4 Nonyl pheno of embodiment(15)The preparation of ether ring Ethylene Oxide sealing end
0.5mol is added in pressure reaction still(110g)Nonyl phenol and 3.08g potassium hydroxide catalysts, by ethylene oxide Measuring tank is connect with autoclave pressure.Air 3 times in kettle are replaced with nitrogen, treats that kettle temperature rises to 140 DEG C, is passed through 7.5mol (330g) ring Oxidative ethane has led to for 4.5 hours, and the reaction was continued 0.5 hour.Then, slow cooling adds in 0.5mol to 75 DEG C(51g)Carbonic acid third Enester, opens pressure-relief valve, and pressure-relief valve absorbs slot by pipeline and 40% sodium hydrate aqueous solution and connects, reacts 1 hour.Reaction After, cooling adds in acetic acid and neutralizes, and blowing obtains Nonyl pheno(15)Ether ring Ethylene Oxide blocks.

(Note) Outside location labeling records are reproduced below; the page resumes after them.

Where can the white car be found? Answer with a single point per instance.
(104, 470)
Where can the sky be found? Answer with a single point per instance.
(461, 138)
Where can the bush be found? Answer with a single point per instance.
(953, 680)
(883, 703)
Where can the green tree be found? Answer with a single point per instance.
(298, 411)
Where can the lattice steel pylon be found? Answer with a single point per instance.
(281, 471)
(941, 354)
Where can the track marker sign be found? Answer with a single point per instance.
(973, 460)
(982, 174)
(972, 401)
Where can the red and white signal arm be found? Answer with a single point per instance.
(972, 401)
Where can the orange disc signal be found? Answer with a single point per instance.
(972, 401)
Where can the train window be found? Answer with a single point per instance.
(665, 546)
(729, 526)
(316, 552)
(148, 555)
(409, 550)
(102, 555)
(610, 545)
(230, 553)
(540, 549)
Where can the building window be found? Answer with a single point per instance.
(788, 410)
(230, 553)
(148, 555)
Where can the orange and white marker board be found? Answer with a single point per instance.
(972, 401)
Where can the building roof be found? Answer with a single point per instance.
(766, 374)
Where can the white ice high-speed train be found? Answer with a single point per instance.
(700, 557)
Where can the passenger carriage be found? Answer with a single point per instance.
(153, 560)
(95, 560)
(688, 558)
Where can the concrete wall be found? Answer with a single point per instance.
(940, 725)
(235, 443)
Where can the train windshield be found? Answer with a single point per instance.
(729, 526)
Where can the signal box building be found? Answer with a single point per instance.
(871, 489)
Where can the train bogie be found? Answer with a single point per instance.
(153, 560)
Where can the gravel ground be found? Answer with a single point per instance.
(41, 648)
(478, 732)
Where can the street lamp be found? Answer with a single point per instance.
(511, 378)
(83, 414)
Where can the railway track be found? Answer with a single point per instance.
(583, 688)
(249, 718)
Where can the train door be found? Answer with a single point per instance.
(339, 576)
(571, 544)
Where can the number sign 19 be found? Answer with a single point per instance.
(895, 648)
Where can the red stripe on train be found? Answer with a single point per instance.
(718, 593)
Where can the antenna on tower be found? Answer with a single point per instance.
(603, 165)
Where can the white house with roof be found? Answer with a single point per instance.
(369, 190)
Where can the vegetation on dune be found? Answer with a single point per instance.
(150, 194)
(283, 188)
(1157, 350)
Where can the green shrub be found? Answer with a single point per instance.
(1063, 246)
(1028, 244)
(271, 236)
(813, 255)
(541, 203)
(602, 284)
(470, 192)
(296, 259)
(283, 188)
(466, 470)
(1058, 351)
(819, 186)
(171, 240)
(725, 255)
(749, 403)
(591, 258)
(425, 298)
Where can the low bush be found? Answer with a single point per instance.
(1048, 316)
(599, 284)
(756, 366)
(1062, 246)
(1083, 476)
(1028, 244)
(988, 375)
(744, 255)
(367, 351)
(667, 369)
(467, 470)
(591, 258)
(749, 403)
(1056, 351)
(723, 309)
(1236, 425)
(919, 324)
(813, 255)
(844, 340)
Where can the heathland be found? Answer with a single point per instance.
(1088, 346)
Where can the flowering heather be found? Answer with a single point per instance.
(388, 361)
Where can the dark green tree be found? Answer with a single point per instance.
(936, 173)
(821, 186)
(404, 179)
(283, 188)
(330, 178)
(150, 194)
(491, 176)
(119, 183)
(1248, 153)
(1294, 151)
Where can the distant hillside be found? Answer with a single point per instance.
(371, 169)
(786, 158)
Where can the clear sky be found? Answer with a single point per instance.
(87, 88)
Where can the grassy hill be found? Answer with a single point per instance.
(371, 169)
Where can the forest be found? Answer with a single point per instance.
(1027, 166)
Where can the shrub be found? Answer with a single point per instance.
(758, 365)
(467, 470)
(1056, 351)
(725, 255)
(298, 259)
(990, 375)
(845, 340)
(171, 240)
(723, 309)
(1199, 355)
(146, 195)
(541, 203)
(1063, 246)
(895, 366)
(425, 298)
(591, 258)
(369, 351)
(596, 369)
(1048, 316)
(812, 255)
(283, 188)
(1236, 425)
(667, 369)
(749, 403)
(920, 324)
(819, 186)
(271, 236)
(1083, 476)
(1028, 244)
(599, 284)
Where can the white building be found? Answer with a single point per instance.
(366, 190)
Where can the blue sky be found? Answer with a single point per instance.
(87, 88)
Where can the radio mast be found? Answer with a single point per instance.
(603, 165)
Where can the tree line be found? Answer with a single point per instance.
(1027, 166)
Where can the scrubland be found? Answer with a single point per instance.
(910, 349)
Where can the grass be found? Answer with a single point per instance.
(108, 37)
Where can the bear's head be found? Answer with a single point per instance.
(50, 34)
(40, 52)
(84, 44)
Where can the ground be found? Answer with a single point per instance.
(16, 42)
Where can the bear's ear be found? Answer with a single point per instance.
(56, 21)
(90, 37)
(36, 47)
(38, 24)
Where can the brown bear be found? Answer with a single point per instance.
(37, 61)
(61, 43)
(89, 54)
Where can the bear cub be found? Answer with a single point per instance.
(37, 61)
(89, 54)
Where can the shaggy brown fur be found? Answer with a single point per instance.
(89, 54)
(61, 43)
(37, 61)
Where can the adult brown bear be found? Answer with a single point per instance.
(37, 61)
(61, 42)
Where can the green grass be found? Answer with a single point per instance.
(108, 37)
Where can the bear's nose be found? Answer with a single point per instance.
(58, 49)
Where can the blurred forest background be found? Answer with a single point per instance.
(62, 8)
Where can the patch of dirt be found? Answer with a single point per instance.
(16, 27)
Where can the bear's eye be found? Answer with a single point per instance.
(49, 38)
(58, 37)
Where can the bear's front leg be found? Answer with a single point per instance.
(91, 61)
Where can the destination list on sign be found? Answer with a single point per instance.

5 Nonyl pheno of embodiment(4)The preparation of ether ring Ethylene Oxide sealing end
1.25mol is added in pressure reaction still(275g)Nonyl phenol and 2.48g sodium hydroxide catalysts, by ethylene oxide Measuring tank is connect with autoclave pressure.Air 3 times in kettle are replaced with nitrogen, treats that kettle temperature rises to 160 DEG C, is passed through 5.0mol (220g) ring Oxidative ethane has led to for 3.5 hours, and the reaction was continued 0.5 hour.Then, slow cooling adds in 1.25mol to 65 DEG C(127.5g)Carbon Acid propylene ester opens pressure-relief valve, and pressure-relief valve absorbs slot by pipeline and 40% sodium hydrate aqueous solution and connects, and reaction 2.5 is small When.After completion of the reaction, it cools down, adds in acetic acid and neutralize, blowing obtains Nonyl pheno(4)Ether ring Ethylene Oxide blocks.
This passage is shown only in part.